The Security Pyramid of pAIn offers a framework for assessing AI-driven security risks and prioritizing mitigation strategies.
The pyramid is structured in five layers, escalating in complexity and severity, starting with AI model output manipulation and ending with AI supply chain attacks.
AI model output manipulation represents the easiest-to-address attacks, while AI supply chain attacks are the most challenging and damaging threat.

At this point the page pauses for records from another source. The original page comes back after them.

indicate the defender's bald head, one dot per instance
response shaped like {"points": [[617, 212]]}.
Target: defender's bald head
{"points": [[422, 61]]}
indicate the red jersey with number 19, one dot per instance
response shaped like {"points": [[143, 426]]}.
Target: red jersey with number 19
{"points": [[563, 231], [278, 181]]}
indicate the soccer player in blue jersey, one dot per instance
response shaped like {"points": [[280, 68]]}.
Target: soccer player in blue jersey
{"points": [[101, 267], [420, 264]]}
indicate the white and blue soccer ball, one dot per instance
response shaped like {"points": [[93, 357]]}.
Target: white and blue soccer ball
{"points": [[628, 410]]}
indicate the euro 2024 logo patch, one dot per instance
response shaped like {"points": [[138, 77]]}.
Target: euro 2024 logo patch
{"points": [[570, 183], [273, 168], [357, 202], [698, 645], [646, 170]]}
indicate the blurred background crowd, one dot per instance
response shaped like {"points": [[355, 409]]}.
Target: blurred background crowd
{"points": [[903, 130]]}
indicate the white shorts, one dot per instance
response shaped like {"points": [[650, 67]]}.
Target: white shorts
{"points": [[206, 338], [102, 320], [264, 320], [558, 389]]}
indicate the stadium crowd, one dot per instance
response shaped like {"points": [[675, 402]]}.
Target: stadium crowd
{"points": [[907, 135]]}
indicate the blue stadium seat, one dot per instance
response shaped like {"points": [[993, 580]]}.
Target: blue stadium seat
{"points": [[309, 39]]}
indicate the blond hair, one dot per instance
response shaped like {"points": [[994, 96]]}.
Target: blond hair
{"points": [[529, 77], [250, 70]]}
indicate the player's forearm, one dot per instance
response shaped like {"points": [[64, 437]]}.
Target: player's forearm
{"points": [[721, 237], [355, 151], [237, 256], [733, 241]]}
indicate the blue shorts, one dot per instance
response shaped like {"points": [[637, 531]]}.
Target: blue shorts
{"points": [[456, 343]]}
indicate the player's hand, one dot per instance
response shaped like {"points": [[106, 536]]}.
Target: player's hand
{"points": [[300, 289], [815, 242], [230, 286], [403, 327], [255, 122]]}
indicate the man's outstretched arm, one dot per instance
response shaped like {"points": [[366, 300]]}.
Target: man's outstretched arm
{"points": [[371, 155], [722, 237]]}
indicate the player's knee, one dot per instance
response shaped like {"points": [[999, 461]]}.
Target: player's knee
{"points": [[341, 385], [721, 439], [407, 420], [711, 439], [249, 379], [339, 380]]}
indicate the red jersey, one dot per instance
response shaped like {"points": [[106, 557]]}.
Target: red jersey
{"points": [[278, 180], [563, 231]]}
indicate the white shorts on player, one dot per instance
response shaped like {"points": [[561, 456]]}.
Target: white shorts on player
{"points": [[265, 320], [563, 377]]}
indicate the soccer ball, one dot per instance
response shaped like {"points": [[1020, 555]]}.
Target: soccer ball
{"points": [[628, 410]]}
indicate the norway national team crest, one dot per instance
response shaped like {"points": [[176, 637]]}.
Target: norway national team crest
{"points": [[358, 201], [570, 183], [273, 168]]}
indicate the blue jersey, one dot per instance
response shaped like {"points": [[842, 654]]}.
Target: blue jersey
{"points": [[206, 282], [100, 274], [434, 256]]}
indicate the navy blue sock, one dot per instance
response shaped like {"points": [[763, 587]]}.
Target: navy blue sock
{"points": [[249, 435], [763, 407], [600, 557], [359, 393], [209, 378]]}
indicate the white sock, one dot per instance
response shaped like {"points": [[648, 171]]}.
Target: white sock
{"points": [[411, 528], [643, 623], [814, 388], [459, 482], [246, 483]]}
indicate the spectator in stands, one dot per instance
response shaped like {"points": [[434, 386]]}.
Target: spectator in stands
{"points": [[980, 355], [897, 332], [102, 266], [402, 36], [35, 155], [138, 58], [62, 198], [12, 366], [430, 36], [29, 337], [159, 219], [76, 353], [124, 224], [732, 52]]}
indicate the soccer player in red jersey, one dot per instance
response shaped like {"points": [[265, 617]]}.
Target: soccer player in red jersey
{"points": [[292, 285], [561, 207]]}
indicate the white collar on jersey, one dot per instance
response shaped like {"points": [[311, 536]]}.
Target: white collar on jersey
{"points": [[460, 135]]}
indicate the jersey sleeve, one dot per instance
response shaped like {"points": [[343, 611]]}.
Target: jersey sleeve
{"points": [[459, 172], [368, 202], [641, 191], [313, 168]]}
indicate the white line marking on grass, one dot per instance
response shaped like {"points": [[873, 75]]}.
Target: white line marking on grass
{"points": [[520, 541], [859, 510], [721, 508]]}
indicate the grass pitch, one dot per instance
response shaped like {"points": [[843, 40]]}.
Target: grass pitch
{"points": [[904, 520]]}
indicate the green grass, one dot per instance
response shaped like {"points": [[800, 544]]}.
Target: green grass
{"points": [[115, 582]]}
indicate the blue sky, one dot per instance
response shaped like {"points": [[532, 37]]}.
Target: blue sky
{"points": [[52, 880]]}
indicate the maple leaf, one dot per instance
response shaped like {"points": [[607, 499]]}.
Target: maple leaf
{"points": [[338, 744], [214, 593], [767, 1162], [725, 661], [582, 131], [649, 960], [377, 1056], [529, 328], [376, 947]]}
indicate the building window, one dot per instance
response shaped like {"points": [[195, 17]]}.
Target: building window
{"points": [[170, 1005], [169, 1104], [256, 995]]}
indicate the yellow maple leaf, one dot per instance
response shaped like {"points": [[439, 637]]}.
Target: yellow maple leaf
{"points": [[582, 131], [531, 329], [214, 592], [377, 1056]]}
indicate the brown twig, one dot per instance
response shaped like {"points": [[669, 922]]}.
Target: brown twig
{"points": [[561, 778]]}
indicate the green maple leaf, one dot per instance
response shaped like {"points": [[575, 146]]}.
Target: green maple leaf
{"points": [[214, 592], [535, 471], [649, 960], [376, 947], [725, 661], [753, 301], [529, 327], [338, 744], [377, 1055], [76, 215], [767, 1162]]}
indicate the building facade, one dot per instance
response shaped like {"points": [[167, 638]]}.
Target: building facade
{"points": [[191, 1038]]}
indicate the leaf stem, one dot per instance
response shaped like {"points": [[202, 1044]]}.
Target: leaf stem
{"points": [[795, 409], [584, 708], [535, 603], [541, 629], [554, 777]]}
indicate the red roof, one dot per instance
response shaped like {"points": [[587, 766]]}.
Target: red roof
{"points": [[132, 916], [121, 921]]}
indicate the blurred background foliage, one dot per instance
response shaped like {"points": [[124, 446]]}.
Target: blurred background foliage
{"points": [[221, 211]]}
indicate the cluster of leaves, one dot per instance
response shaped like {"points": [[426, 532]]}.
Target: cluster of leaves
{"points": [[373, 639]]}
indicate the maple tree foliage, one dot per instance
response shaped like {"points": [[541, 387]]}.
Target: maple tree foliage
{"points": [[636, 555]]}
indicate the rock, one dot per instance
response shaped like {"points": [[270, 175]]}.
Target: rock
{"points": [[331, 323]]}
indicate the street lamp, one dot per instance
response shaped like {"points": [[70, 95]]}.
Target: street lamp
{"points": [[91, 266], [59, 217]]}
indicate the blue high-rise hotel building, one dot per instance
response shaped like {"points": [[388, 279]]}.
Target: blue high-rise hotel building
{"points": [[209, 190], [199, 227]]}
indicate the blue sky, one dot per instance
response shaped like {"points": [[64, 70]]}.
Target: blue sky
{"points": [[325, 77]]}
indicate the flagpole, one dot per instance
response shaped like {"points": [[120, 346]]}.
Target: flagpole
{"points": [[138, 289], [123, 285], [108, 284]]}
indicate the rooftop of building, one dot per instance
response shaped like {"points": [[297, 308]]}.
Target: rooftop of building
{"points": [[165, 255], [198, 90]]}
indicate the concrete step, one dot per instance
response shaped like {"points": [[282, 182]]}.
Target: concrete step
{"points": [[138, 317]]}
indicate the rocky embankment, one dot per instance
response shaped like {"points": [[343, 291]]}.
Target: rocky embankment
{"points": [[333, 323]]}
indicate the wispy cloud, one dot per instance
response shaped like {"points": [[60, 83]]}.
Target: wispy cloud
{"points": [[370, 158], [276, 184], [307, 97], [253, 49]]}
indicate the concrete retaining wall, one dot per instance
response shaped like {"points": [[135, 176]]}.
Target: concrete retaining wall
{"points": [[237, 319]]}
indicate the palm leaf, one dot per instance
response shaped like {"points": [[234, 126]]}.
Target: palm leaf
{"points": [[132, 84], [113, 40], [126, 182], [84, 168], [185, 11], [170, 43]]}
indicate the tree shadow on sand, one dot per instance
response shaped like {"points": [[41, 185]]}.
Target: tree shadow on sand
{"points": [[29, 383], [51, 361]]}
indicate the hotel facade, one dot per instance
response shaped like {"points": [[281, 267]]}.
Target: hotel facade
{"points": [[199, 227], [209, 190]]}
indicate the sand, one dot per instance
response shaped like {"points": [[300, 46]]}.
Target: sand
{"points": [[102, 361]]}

Data poisoning represents a more significant threat than output manipulation, and model evasion/bypass occurs when attackers craft inputs that escape detection by AI-powered security systems.
Model inversion attacks are more sophisticated and involve extracting sensitive information from AI models. This is difficult to detect and mitigate.
Model theft or reverse engineering gives attackers insight into potential vulnerabilities, and AI supply chain attacks can compromise entire AI ecosystems.
Mitigating these risks requires securing the entire AI development pipeline, from sourcing third-party tools to auditing open-source components.
Recognizing the Security Pyramid of pAIn can help create a comprehensive approach towards AI security.
AI-driven systems and processes are increasing in frequency across industries, making it crucial to assess the security risks unique to these systems.
By understanding and addressing the unique security risks and vulnerabilities of AI systems, security teams can better protect the integrity, confidentiality, and availability of AI assets.